Their games are noisy. Their insistences can be inconvenient. It’s sweet how much they love their pet bunny, but it’s made a mess in your house. The game of pretend is exhausting.
But you know what? Stick with it. Because you never know.
We talked recently about Lincoln’s relationship with his son Tad. Tad was a slow learner who had had a hard life. Lincoln went out of his way to indulge his son’s requests—asking for a flag from a cabinet member for Tad’s room, letting his son interrupt important cabinet meetings and sit on his father’s lap—and played along with his many games. In 1863, Tad had grown attached to a turkey that had been sent to the White House to be served on a special occasion. Tad named the turkey Jack and was distraught when he learned that it was to be eaten. Storming into one cabinet meeting, Tad begged his father to intervene, which Lincoln promptly did, ignoring the monumental issue of state, as if this was the most important request in the world. Just as he had gamefully gone along and written an official pardon for one of Tad’s toy soldiers a few months before, Lincoln ‘pardoned’ the turkey, thus beginning an enduring American tradition which has continued every Thanksgiving since.

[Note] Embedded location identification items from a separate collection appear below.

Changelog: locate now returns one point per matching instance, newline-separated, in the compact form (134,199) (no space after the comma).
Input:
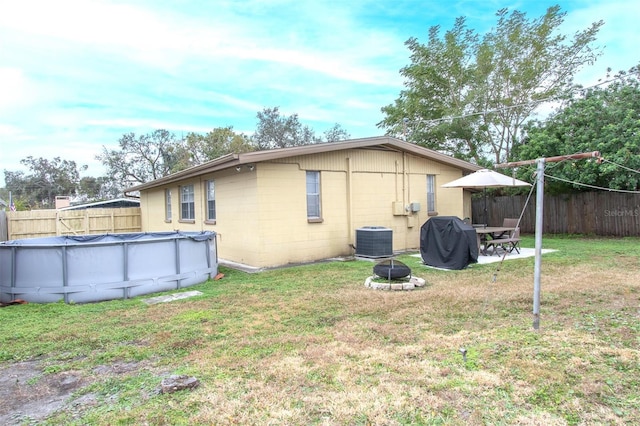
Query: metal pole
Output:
(539,223)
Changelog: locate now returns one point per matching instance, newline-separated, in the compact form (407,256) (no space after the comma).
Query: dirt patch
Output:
(30,395)
(27,394)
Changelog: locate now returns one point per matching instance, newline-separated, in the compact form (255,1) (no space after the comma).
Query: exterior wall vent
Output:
(374,241)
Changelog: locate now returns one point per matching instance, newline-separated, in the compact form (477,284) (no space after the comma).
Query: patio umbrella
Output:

He could have had no idea that the practice he’d come up with to placate his son would lead to such a cultural touchstone. He was just doing his job as a father. He was meeting his son where he was, taking his big emotions seriously. Like the best Thanksgiving memories, this lovely moment between father and son was one that they were still talking and joking about years later. “Does he vote?” Lincoln said to Tad the next year when he saw the turkey on election day. “No,” Tad said with a mile, “he is not of age.”
You never know what an experience is going to mean. But you can rest assured that generosity, kindness, and fun, matter—they create moments that stick with people. And though we’d never predict it would be such, it’s those moments that form the traditions that bond and unite our families through the years.